Poland rocket blast: World leaders hold emergency meeting as ‘Russian-made’ weapon kills two in Przewodow


World leaders gathering at the G20 summit in Bali are trying to defuse a potential escalation in the months-long war in Ukraine after a “Russian-made” missile struck NATO member Poland, killing two people.

The missile landed near the rural Polish village of Przewodow, about four miles (6.4 kilometers) west of the Ukrainian border on Tuesday afternoon, around the same time Russia launched the largest wave of rocket attacks on Ukrainian cities after more than a month.

The circumstances surrounding the incident, which marked the first time a NATO country has been directly hit during the nearly nine-month conflict, remain unclear. It is not known who fired the missile or where exactly it was fired from, although the Polish Foreign Ministry described it as “Russian-made”.

Both Russian and Ukrainian forces have used Russian-made munitions during the conflict, with Ukraine deploying Russian-made missiles as part of its air defense system.

Speaking to reporters after holding an emergency meeting with G7 and NATO leaders on the sidelines of the G20 summit, US President Joe Biden said preliminary information suggested it was “unlikely” the missile had been fired from Russia, but was unable to say definitively until the investigation was completed.

“We agreed to support the Polish investigation into the explosion … And I’m going to make sure we find out exactly what happened,” Biden said, adding that the leaders expressed sympathy for the deaths of two people. “Then together we will determine our next step as we investigate and move forward.” There was total unanimity among the people at the table,” he added.

After Biden’s statement, a NATO military official told CNN that the missile was tracked by an alliance plane flying over Polish airspace at the time of the blast.

“Intel with the radar tracks [of the missile] was provided to NATO and Poland,” the NATO military representative added. The NATO spokesman did not say who fired the missile or where it was fired from.

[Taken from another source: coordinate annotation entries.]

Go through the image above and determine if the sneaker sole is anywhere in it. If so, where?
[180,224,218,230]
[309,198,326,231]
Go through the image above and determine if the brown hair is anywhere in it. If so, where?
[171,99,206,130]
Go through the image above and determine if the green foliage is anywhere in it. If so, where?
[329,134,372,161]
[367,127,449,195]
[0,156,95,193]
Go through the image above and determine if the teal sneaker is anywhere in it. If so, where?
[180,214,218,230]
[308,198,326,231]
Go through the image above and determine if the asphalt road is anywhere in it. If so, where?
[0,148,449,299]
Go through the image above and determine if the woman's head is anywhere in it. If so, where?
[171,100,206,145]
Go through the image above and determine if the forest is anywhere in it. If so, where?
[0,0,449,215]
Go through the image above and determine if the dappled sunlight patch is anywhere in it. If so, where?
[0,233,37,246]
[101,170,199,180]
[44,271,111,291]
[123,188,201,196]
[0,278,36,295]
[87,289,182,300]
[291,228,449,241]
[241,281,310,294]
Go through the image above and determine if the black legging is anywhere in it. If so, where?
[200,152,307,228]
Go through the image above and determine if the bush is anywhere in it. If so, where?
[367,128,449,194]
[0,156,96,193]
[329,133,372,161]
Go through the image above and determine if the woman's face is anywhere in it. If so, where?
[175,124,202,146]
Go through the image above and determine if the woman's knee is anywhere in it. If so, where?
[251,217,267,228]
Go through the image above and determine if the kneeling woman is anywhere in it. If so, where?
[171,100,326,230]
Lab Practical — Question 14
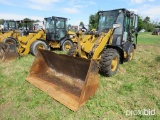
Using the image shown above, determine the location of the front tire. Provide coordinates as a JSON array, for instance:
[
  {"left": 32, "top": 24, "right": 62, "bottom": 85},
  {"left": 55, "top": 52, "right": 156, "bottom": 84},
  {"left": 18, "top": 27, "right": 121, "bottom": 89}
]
[
  {"left": 67, "top": 45, "right": 77, "bottom": 56},
  {"left": 62, "top": 40, "right": 73, "bottom": 52},
  {"left": 30, "top": 40, "right": 49, "bottom": 56},
  {"left": 3, "top": 38, "right": 17, "bottom": 46},
  {"left": 100, "top": 48, "right": 119, "bottom": 77},
  {"left": 124, "top": 45, "right": 134, "bottom": 62}
]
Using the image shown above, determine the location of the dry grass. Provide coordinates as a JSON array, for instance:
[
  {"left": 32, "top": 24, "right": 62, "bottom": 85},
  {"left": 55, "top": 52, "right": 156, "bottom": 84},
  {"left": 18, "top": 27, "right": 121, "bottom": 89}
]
[{"left": 0, "top": 33, "right": 160, "bottom": 120}]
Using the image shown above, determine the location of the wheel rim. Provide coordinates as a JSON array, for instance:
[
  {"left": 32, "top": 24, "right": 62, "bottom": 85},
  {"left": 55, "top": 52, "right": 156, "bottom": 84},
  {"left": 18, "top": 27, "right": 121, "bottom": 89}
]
[
  {"left": 37, "top": 44, "right": 45, "bottom": 50},
  {"left": 129, "top": 51, "right": 133, "bottom": 60},
  {"left": 0, "top": 49, "right": 5, "bottom": 62},
  {"left": 64, "top": 43, "right": 71, "bottom": 51},
  {"left": 111, "top": 56, "right": 118, "bottom": 71}
]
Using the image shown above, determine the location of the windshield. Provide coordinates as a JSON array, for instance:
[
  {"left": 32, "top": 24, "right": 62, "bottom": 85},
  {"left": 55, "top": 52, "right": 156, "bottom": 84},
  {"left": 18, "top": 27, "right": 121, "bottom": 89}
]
[
  {"left": 98, "top": 10, "right": 119, "bottom": 31},
  {"left": 9, "top": 21, "right": 16, "bottom": 29},
  {"left": 154, "top": 28, "right": 160, "bottom": 32},
  {"left": 45, "top": 17, "right": 54, "bottom": 31}
]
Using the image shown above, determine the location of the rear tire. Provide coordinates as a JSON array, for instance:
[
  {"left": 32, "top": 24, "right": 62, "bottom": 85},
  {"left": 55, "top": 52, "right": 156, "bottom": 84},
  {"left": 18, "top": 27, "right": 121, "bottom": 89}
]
[
  {"left": 124, "top": 46, "right": 134, "bottom": 62},
  {"left": 30, "top": 40, "right": 49, "bottom": 56},
  {"left": 0, "top": 48, "right": 6, "bottom": 62},
  {"left": 67, "top": 45, "right": 77, "bottom": 56},
  {"left": 3, "top": 38, "right": 17, "bottom": 46},
  {"left": 62, "top": 40, "right": 73, "bottom": 52},
  {"left": 100, "top": 48, "right": 119, "bottom": 77}
]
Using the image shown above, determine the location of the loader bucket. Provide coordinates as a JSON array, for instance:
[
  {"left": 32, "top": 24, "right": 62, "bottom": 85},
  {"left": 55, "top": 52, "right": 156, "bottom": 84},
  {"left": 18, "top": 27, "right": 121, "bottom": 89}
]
[
  {"left": 26, "top": 50, "right": 98, "bottom": 111},
  {"left": 0, "top": 43, "right": 19, "bottom": 62}
]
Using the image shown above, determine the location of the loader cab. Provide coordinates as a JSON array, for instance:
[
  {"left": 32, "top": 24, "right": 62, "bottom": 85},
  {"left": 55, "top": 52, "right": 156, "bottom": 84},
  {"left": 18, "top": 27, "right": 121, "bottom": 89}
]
[
  {"left": 97, "top": 9, "right": 138, "bottom": 47},
  {"left": 2, "top": 20, "right": 18, "bottom": 32},
  {"left": 45, "top": 17, "right": 67, "bottom": 41}
]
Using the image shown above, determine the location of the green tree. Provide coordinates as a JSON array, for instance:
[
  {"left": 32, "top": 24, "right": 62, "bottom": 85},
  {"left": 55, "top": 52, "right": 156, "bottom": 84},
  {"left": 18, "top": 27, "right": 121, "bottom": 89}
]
[
  {"left": 89, "top": 13, "right": 98, "bottom": 30},
  {"left": 138, "top": 15, "right": 143, "bottom": 31},
  {"left": 79, "top": 21, "right": 84, "bottom": 28}
]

Tuesday’s missile strike on Poland’s borders “would not have happened without Russia’s horrific missile attacks on Ukraine,” Dutch Prime Minister Mark Rutte said in a statement online Wednesday.

“The G7 and current NATO members have convened a meeting this morning in Bali during the G20 to discuss the incident in Poland last night. We are united in our message that we must first establish the facts and therefore support Poland’s investigation,” Rütte wrote.

In comments earlier Tuesday, Polish President Andrzej Duda noted that while it was unclear who fired the missile, it was “most likely” made in Russia. “We are working calmly and in a very calm way,” Duda said during an address from the National Security Bureau in Warsaw.

The Kremlin denied involvement in the blast, with Russia’s Defense Ministry calling Polish media reports that first reported the death a “deliberate provocation aimed at escalating the situation,” according to a brief statement late Tuesday.

It added that the photos of the remains published by Polish media “from the site of the accident in the village of Przewodow have nothing to do with Russian weapons.”

Russia’s UN mission said on Wednesday that “the incident in Poland is an attempt to provoke a direct military confrontation between NATO and Russia”, adding that the incident will be the focus of a UN Security Council meeting later in the day .

Polish Prime Minister Mateusz Morawiecki said on Tuesday that evidence showed the rocket that landed in Przewodów was a “one-off act” and there was no evidence of further missile strikes.

But while calling for calm, Morawiecki said Poland would increase its military readiness and was considering activating Article 4 of the NATO Treaty. Article 4 is a consultation method that allows members of the 30-nation alliance to put an issue — usually security-related — up for discussion at the North Atlantic Council, its decision-making body.

Whatever the outcome of the Polish-led investigation, the incident has heightened long-standing concerns about the risk that battlefield miscalculations could spark a conflict between NATO and Russia.

A witness to the blast described hearing a terrifying “whoosh” as the shell flew over the city and the force of the explosion shook nearby windows.

Video taken by a resident, which has been geolocated and verified by CNN, shows a large plume of smoke in the center of the village.

At the site of the explosion, local media showed an image of a crater and an overturned farm truck. CNN could not independently confirm the photos.

In his address, Duda said the US would send experts to study the site as part of a joint operation.

Speaking after a call with Duda on Tuesday, NATO Secretary General Jens Stoltenberg said it was “important that all the facts be established”.

“I expressed my condolences for the loss of life. NATO is monitoring the situation and allies are consulting closely. It is important that all the facts are established,” Stoltenberg said in a statement.